The report respects the NO_COLOR environment variable: set it to any non-empty value to suppress ANSI colour codes in terminal output.

Output is written to .claude/observability/report.md (all sessions) or .claude/observability/<session_id>.md (single session).

sessions

Lists all sessions currently in the database with their start/end timestamps, branch, and event count.

bash scripts/analyze.sh sessions

Use this to find session IDs before running report --session or label.

sql

Runs an arbitrary SQL query against the database and prints results as a table.

bash scripts/analyze.sh sql "SELECT agent_type, tool_name, COUNT(*) n FROM events GROUP BY agent_type, tool_name ORDER BY n DESC LIMIT 20"

Note

By convention sql is read-only — there is no enforcement preventing writes, but mutating the store manually can corrupt report data.

Pre-built views are available (see Observability Schema) so you rarely need to write raw joins.

retention

Prunes old events and sessions from the database.

# Delete sessions older than 30 days
bash scripts/analyze.sh retention --days 30

# Delete all sessions from the database
bash scripts/analyze.sh retention --all

Warning

retention --all is irreversible. Export data first if you need it.

label

Interactive stdin labeling for evaluating subagent recall quality (M5 milestone). You step through subagent outputs one at a time and assign a verdict.

bash scripts/analyze.sh label <session_id>

Keys during the interactive session:

Key Verdict
c correct
m missed
e extra
w wrong
s skip
q quit and save progress

The session is resumable — quitting and re-running picks up where you left off.

label export

Exports labels to CSV for offline analysis.

# Export labels for one session
bash scripts/analyze.sh label export <session_id>

# Export all labels
bash scripts/analyze.sh label export --all

The CSV includes label_id, session_id, agent_type, verdict, note, and ts columns. Two derived metrics are computed per agent type:

  • precision = correct / (correct + extra + wrong)
  • recall_proxy = correct / (correct + missed)

export

Exports events to an external sink. Behaviour is driven by .claude/observability.json.

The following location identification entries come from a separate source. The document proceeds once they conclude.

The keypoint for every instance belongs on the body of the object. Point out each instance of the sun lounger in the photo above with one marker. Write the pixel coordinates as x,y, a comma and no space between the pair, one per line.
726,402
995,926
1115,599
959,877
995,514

bash scripts/analyze.sh export

Supported exporters:

  • jsonl (default, no extra dependencies) — writes to .claude/observability/export.jsonl
  • mlflow (opt-in) — requires mlflow installed; guarded with an ImportError so absence of the package does not break the default path

Configure exporters in .claude/observability.json:

{
  "exporters": [
    { "type": "jsonl" },
    { "type": "mlflow", "tracking_uri": "http://localhost:5000", "experiment": "agent-flow" }
  ]
}

Privacy

The loader applies redaction before writing to the database. Patterns covered:

  • AWS access key IDs and secret keys
  • Anthropic API keys (sk-ant- prefix)
  • OpenAI API keys (sk- prefix)
  • GitHub personal access tokens (classic ghp_ and fine-grained github_pat_)
  • Slack bot/user tokens (xoxb-, xoxp-)
  • PEM private key blocks

Redacted values are replaced with a placeholder. To add your own patterns, edit scripts/analyze/redact.py — each pattern is a compiled regex with a named group secret.

Data Locations

Path Description
.claude/observability/events.db Primary SQLite WAL store (append-only by convention)
.claude/observability/events.jsonl Fallback sink when the DB is locked (~30 ms p95 hook latency)
.claude/observability/report.md Latest all-sessions report
.claude/observability/<session_id>.md Per-session report
.claude/observability/export.jsonl JSONL exporter output
.claude/observability/labels-export.csv CSV from label export
.claude/observability.json Exporter configuration

All paths under .claude/observability/ are gitignored.

Turning Off Live Hooks

The live hook sink captures events automatically during every session. To stop collection:

  • Disable hooks: Comment out the four observability entries in hooks/hooks.json (PreToolUse:Agent|Task, the matcherless PostToolUse, SubagentStop, SessionEnd).
  • Remove the database: Delete .claude/observability/events.db; the hooks will recreate it on the next session unless disabled.

The offline transcript parser (load subcommand) works independently of live hooks — you can still load historical JSONL transcripts with hooks disabled.